Employee win rates can drop as low as 12% in arbitration when a company uses the same arbitrators often, compared with 33% and 36% employee win rates in federal court, research by professor Alexander Colvin of Cornell University has shown, and the complaints are heard in secret with the outcome sealed to the public.

Lockette and his lawyer are fighting to remain in the courts, but if the case is sent to arbitration his complaint will be adjudicated by a private for-profit arbitration firm called the Judicial Arbitration and Mediation Services, or JAMS, whose fees of between $US500 per hour and $US10,000 a day are paid for by the bank, according to both Friedman and Richard Chernick, the vice president and managing director of JAMS’ arbitration practice.

According to Friedman, Morgan Stanley’s frequent use of JAMS – which describes itself as the world’s largest alternative dispute resolution company – gives it a “repeat player” advantage, and the bank’s payment of the fees introduces the appearance of potential bias in proceedings, which should be impartial.

Victoria Pynchon, a corporate lawyer who formerly worked as an arbitrator with the American Arbitration Association, said that, in her experience, there could be bias toward companies who used arbitrators frequently because they were repeat players paying the bills – and there was fear from arbitrators of not getting picked to settle claims in the future.

“The word among arbitrators when I first started arbitrating was, you never want to award punitive damages against a corporate entity because you will never get rehired,” Pynchon said. “That was something lots of people said.”

She added that she was given that advice by at least a dozen arbitrators, including two who worked for JAMS.

Proponents of mandatory arbitration said the process was valuable for employees, too, because courts are expensive and difficult to access for the average worker. The clauses give them a free or inexpensive forum to have their dispute heard.
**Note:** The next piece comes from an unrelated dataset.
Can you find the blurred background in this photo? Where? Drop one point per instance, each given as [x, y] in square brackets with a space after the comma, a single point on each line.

Professor Colvin’s research showing that lower employee win rates in arbitration has also been contested by University of Michigan professor Theodore Antoine, who has argued that the actual win rate for arbitration has been more comparable to the courts.

Louis DiLorenzo, a corporate lawyer at Bond, Schoeneck & King, who has represented companies and banks, told Business Insider that arbitration could be a fair way to resolve disputes that sees both employer and employee benefit, with the advantage of privacy that protects the reputation of both parties which can be “sullied” in a court case.

A JAMS spokesperson issued the following statement:

“We want to stress that JAMS is committed to providing neutrality, integrity, efficiency and mutual respect in all of our interactions. JAMS arbitrators are retired judges and attorneys who have a reputation for providing a fair, neutral and ethical process. They make decisions without regard to whether one party or the other will retain them in the future and our experience does not support the validity of the repeat player argument. “

“JAMS arbitrators do not get involved in the payment of fees; JAMS handles this administratively.”

Apart from a $US400 initial charge, the arbitration fee is paid by the company involved in the dispute, but employees are allowed to pay if they want to, the JAMS spokesperson added.

Legal and political battle

William Young, a federal district court judge for Massachusetts and critic of mandatory arbitration, told Business Insider that arbitration contracts mean Americans are becoming separated from the belief that they can get justice.

“Arbitration clauses are ever more pervasive, squeezing people out of the courthouse and closing the courthouse doors to people,” he said. “In the short term it seems clear to me that large aggregations of economic power favour the exclusionary benefits that they get from arbitration clauses, that bind their employees and those who challenge them.”

In fact, one public trial can do more to deter discrimination than a hundred arbitrations can, regardless of who wins, said employment lawyer Palefsky.

A former judge and a current arbitrator, who said they wished to remain anonymous, agreed and told Business Insider the secrecy of the process can be damaging. “Sunshine is the best disinfectant,” the arbitrator said.